Martin Storrow is a resident of Moishe House West LA and an accomplished singer/songwriter. Last month, he attended Moishe House’s Shavuot Retreat at Camp Newman in Santa Rosa, CA, where he and about 20 other Moishe House residents and community members spent the weekend learning, getting to know one another and celebrating Shabbat.
“In honor of Shavuot, let’s go around and and each share one thing we hope to harvest this weekend.”
We were sitting in a shaded amphitheater, surrounded by trees. Zvi, our facilitator, was engaging and warm. But I was having trouble paying attention. I was distracted by the sun, the birds, the breeze. Mostly, I was distracted by the 20 or so people in our group, who were all seated in a semi circle around the amphitheater. I found myself noticing little details I might not normally focus on: hints of accents in peoples’ voices, the stylistic differences between a Portland beard and an East Coast beard (they’re like two different dog breeds!). I was noticing a couple in a long-distance relationship who had each come from different parts of the country to be at the retreat together and were now in their own blissful world. I was noticing a girl with the most beautiful eyes I had ever seen.
“Presence,” I said, when the discussion came around to me. “I’d like to work on being present this weekend.”
When I was asked to write about my experience at the retreat, I felt guilty that these were the first things I remembered. After all, we had incredible, engaging discussions about important issues: prayer, ethics, LGBTQ issues, direct service work. We studied Torah. We had a silent meditation overlooking the hills of Northern California. On top of all of that, the Friday night of the retreat had marked my mom’s yahrzeit, and I had said Kaddish for her for the first time in years. These were powerful moments. Yet here I was, thinking about beards and a cute girl. I could imagine a disappointed old rabbi wagging a finger at me, saying, “This is why we have a mechitza!” (For the girl, not the beards.)

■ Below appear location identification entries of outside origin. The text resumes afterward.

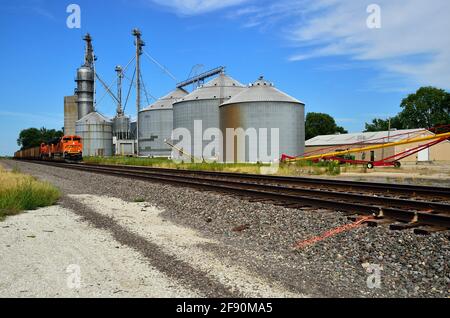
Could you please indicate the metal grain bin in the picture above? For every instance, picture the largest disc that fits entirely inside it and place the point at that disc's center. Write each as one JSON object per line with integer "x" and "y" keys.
{"x": 121, "y": 127}
{"x": 85, "y": 90}
{"x": 70, "y": 114}
{"x": 156, "y": 125}
{"x": 203, "y": 105}
{"x": 96, "y": 133}
{"x": 259, "y": 106}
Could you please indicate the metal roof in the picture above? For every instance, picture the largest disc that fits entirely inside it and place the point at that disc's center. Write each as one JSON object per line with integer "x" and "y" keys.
{"x": 166, "y": 102}
{"x": 261, "y": 91}
{"x": 222, "y": 86}
{"x": 366, "y": 137}
{"x": 94, "y": 118}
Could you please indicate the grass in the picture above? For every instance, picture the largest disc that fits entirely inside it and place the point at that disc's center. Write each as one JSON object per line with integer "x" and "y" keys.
{"x": 291, "y": 169}
{"x": 20, "y": 192}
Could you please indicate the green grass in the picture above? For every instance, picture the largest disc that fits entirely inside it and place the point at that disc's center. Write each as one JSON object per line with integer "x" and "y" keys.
{"x": 20, "y": 192}
{"x": 289, "y": 169}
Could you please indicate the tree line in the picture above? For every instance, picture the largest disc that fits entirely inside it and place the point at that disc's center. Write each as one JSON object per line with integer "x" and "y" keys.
{"x": 426, "y": 108}
{"x": 33, "y": 137}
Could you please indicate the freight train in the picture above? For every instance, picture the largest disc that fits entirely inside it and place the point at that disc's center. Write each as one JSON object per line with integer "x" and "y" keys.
{"x": 66, "y": 148}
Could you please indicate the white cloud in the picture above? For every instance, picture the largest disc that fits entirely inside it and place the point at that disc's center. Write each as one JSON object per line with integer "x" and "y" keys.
{"x": 194, "y": 7}
{"x": 412, "y": 44}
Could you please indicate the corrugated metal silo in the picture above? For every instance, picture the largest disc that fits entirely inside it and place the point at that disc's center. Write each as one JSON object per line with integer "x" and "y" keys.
{"x": 156, "y": 125}
{"x": 96, "y": 133}
{"x": 259, "y": 106}
{"x": 70, "y": 114}
{"x": 121, "y": 127}
{"x": 203, "y": 104}
{"x": 85, "y": 90}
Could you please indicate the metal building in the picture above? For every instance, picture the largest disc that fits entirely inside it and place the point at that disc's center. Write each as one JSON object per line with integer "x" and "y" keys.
{"x": 156, "y": 125}
{"x": 202, "y": 105}
{"x": 96, "y": 133}
{"x": 70, "y": 114}
{"x": 261, "y": 106}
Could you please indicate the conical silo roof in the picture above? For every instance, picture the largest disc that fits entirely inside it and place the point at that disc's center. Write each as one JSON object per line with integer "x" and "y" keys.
{"x": 167, "y": 101}
{"x": 222, "y": 86}
{"x": 261, "y": 91}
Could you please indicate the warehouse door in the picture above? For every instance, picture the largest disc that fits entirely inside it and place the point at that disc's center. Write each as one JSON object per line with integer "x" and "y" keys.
{"x": 423, "y": 155}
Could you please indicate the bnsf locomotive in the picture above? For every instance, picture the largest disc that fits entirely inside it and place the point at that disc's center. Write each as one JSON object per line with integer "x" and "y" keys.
{"x": 66, "y": 148}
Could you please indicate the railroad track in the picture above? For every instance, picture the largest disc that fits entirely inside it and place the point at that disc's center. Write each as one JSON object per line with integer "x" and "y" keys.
{"x": 426, "y": 209}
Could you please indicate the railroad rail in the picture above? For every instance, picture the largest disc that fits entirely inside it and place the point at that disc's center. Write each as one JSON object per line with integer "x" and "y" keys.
{"x": 401, "y": 205}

We came from diverse backgrounds. We were Mexican, Russian, Canadian, Israeli and American. We were gay and straight, single and committed, liberal and conservative, observant and secular. We were businesspeople, rabbis, students and artists. And yet, we all became close. We had intimate, emotional conversations. We hugged and danced and stood silently with our arms around each other. We stayed up late playing music, sharing stories and passing bottles around. We grabbed flashlights and blankets and went stargazing. Some of us stayed up until sunrise.
The more I thought about it, the more I realized that the distraction I had felt so guilty about was actually the thing I should be focusing on.
We are a people who understand the importance of relationship. We look at the stars and immediately find ways to draw them together. We stand before a text and impulsively find ways of connecting great thinkers across the ages. We stand before each other and form constellations of friendship, romance, common interest and understanding. We are masters at turning distractions into sources of insight and connection.
And connection, more than anything else, is what we crave, especially at this moment in our lives. Most of us don’t have our own families yet, and it often feels like we are out there making our way in the world alone. Every time new technology comes out that makes it easier for us to ‘network’ without seeing, hearing, or touching each other, a little seed of longing is planted in each of us. So when we’re given two full days to put our phones and computers away, to break bread (or, in the case of Shavuot, to cut cheese) with the same twenty people meal after meal, to discuss and debate, to look at the stars together—something incredible happens. Even the distractions become more meaningful. Instead of checking my phone every five seconds, I had been noticing—really noticing—the people around me. Presence.
I don’t mean to downplay the academic aspect of the weekend. The program was fantastic, the facilitators were brilliant and the discussions were stimulating. I left with a greater foundation of knowledge about Shavuot. But the thing that separates Moishe House from so many other organizations is their willingness to create meaningful opportunities for young Jewish people to feel close with each other. For me, that’s what this weekend was really about.
One of the several names we have for Shavuot is Atzeret, which means pause. In one of our discussions, Zvi likened this pause to the space between an exhale and the inhale that follows—that tiny moment of emptiness, of uncertainty. How interesting that a holiday we associate with receiving the Torah—the most definitive text we have—could be linked to this idea of uncertainty. But sometimes creating a space for pause, a moment to acknowledge that while life may be uncertain, we are here together now, can make the difference between feeling fearful and being at peace.
I know that I am at the beginning of a long journey when it comes to my own personal understanding of Judaism. But for me, the human distraction doesn’t get in the way of the study. For me, the distraction is the study. Because each time we come together and pause to notice each other and to be awed by one another, we receive the Torah all over again. It’s the greatest harvest we could ever hope for.